Question Regarding New Item Damaged in Shipping


It's been a while since I've been active on this forum, and in audio.  I will not name names, will not provide additional information, my goal is not to sling mud, merely to understand if the practices of the "maker" and the "dealer" I am about to describe are, as the dealer is telling me, common in audio sales.

Facts:

I spent low 5 digits on a pair of mono block amplifiers. Shipped, they are 2 boxes of identical size and weight, about 85 lbs each. 

I did not use a credit card.

It appears that one of the boxes was damaged in shipping, however from the outside, it didn't / doesn't look like much of anything, however once the item is opened, you can see a little damage to the box, a little damage to the foam packing "clamshell", but not much.  

A speaker terminal was contacted by something sufficient to bend the chassis, and it isn't thin.  There's no marks of impact anywhere, it just looks as if pressure was applied to the terminal and the frame bent. 

All of my contact has been with the dealer. The dealer obtained a RMA, and asked me to ship the damaged mono back to the maker, at my expense, who will rebuild on a new chassis and send back to me at their expense.

I am being told that, despite the fact that the item was new when shipped to me "this is the way its done" in audio.  In other words, it is common practice among dealers and makers of high end audio to handle items damaged in shipping this way, and the buyer would bear the expense of getting the item to the maker for inspection and/or repair.

 

Is this accurate?

I appreciate any input you can provide.

 

 

gthirteen

I'm positive shipping has nothing to do with packing. A lot of people think otherwise.

If there's no outside damage and no inside damage, that's not packing or shipping it's a mater of inspecting a product before it ships. 

You have the proof it was damaged, the seller can't prove it wasn't shipped that way. 

The seller is responsible for the packing. The shipper is responsible to deliver the package to the buyer's agreed location, in one piece without visible damage. 

The transaction is over when the buyer receives his property in the condition he agreed too, NOT the seller. "AS IS" does not mean you get to throw a 65lb amp in a cardboard box with peanuts and say "Good By".

I learned that 10 years ago on EBay. I instruct people how to pack, my equipment. If they say anything that would lead me to believe they wouldn't pack the equipment correctly. I put them and Ebay on notice before they even ship the product. I recommend they take pics as they pack. With no pics it better be a perfect packing job and sent freight strapped to a pallet in a bubble.

Cary pulled that with me. I got the whole 10.5K back. They actually sent the two boxes ground. My FedEx driver knew I would reject it..
I told Cary to take a flying _____ at a rolling donut. Never use ground on expensive equipment. Never, ever, EVER. Cary insisted, so did I..
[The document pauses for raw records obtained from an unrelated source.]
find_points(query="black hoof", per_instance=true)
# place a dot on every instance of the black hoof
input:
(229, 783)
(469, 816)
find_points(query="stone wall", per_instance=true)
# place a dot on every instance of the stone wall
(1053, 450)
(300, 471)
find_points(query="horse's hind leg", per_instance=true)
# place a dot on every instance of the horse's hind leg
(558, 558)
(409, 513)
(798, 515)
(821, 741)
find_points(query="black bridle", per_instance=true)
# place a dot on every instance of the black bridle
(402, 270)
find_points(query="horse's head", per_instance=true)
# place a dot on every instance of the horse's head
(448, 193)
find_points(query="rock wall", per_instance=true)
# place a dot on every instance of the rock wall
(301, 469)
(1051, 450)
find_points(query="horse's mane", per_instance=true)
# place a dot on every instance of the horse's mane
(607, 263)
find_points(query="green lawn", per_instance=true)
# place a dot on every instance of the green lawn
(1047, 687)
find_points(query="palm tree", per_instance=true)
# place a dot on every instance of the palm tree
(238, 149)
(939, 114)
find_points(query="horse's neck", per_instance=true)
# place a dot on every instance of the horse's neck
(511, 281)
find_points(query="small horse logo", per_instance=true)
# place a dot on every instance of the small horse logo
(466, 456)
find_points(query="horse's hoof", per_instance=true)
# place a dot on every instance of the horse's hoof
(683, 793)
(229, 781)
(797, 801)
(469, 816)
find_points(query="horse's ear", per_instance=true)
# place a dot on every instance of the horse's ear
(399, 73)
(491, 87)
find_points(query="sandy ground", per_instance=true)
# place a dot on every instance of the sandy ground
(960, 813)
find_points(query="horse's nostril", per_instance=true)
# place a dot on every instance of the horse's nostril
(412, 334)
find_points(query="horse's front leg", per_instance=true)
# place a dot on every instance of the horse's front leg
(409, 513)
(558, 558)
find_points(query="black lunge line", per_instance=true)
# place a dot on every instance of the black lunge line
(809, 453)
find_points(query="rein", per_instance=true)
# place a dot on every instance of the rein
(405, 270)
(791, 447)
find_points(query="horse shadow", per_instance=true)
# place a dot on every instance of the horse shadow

The manufacturer should send you a “cal tag” to return the damaged unit (at their expense), and send out a new one as soon as the damaged one begins to track. 
 

t  hi minimizes down time for a customer while protecting the manufacturer as well. 
 

not **that’s* the way it’s done. 

@rsf507 ,

When you buy something, there are clear terms of service.  When I buy on Amazon, Amazon takes total responsibility for delivery. It is right in their terms of service. When you buy on Ebay, the seller is ONLY responsible for what they have stated, no more, no less.

We have no idea what the sales terms were the dealer (and buyer) agreed to. I have no seen the sales order. Have you?  If shipping was included in the price, then that is pretty much always on the dealer. If shipping was extra, then the dealers responsibility may end with good packing, which as I noted, is not clear hear. It is all in the fine print, and the buyer (op) has not provided that detail.

@deludedaudiophile

Regarding EBay, that is 100% incorrect. If an item is damaging during shipping it is ALWAYS on the seller to make good. Even with insurance. Regardless what the seller “says” or otherwise. EBay and PayPal have the means to enforce that if required.

Regarding the OP, as previously mentioned the dealer should be on the hook for this one. It is possible there is a “damaged in shipping” clause of some sort on their “policies” page, but unlikely. Let’s be clear, it is simply the right thing to do for the dealer to make good. So many companies these days have garbage customer service. There is still a Golden Rule. It’s depressing to see it abused by so many…

Customer service is not what it used to be and the dealer could certainly have done better from the sound of it. With that said, the place to start is a careful reading of the sales documents. After forty years in the law business I've seen many circumstances when the contract assigned responsibility in an unexpected manner. For an expensive piece of equipment I would expect the sales document to address shipping and related issues but without knowing what is in the documents it's guesswork.